The path to the future

Degradation of fossil fuel–derived plastics by biological means has been offered as a potential solution to the current plastic waste contamination emergency. The “biological means” have always been presumed to be bacteria or fungi that could carry out the longed-for plastic biodegradation within the environment. However, despite the huge amount of work that has been devoted to this issue, no solution has yet emerged from that direction. Only a handful of microorganisms seem able to affect sturdy polymers such as PE without an abiotic pretreatment, and, even in this case, it takes a few weeks for the effect to appear. Moreover, in these few cases, no microorganism-derived enzymatic activities have yet been described. Leaving bacteria and fungi aside, insects now seem to offer hope within the field of plastic bioremediation. The Lepidoptera G. mellonella can use its saliva to oxidize PE within a few hours following exposure via the action of phenol oxidases. The discovery of such insect PEases has begun to unravel the mystery of how insect larvae can degrade PE and, probably, PS (i.e., using larvae’s enzymes in the saliva), but has opened up a Pandora’s box of new unsolved mysteries. How do these enzymes work, molecularly? Do they have superficial catalytic sites? How do they act on the sturdy plastic structure? What is their function in nature? Do both enzymes described so far work in the same way, or do they complement each other? Do other enzymes of the same type exist in nature? How did they evolve?

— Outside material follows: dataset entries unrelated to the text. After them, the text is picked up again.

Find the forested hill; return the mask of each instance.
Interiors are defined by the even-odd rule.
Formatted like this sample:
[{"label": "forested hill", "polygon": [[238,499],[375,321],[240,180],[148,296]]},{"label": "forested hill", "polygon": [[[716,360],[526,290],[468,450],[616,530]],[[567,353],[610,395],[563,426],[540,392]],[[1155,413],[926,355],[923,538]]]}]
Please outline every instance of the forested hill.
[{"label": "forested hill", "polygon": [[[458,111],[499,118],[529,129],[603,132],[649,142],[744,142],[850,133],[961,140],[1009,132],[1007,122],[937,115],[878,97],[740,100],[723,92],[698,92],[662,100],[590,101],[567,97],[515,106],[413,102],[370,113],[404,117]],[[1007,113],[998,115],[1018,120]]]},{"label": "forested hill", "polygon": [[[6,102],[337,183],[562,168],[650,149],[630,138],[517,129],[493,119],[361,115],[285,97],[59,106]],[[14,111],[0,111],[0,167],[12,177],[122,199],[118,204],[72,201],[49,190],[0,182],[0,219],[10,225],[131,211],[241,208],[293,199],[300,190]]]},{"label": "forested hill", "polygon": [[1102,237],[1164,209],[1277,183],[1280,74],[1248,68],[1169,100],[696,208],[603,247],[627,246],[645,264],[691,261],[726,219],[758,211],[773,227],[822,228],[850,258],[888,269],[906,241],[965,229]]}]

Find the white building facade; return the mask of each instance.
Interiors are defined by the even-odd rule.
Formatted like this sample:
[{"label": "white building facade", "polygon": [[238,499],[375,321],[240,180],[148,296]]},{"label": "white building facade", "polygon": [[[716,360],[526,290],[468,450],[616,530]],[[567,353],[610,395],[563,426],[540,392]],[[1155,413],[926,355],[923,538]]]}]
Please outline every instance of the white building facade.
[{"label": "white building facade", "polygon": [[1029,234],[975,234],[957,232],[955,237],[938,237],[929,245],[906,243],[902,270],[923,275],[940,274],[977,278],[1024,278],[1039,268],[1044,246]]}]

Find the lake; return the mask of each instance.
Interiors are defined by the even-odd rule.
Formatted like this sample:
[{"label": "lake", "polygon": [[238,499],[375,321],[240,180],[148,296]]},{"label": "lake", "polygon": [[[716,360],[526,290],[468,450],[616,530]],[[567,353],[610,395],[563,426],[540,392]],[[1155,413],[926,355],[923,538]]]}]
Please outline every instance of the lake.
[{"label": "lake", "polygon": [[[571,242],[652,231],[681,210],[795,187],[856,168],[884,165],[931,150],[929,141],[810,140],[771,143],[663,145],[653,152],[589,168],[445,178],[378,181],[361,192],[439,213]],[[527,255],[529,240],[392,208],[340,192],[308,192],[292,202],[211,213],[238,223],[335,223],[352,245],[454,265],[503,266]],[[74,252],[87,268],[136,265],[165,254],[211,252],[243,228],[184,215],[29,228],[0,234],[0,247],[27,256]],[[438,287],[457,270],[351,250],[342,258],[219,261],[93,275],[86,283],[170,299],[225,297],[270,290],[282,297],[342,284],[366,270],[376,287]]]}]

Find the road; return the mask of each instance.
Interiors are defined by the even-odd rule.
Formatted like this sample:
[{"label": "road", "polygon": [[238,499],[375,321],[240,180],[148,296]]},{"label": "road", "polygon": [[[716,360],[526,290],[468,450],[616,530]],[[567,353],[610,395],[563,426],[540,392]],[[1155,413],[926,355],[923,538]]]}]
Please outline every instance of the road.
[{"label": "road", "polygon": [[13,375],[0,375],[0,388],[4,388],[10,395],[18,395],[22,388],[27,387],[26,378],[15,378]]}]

The sooner we can start answering this array of questions, the faster we will be able to reshape the global plastic economy by developing a cutting-edge biotechnological tool for a controlled disposal of plastic waste, reutilizing the by-products of degradation in an upcycling modality, rethinking the formulae of plastic polymers taking into account what part of the plastic is subject to the biological degradation, and making it prone to depolymerization by the chosen enzymes.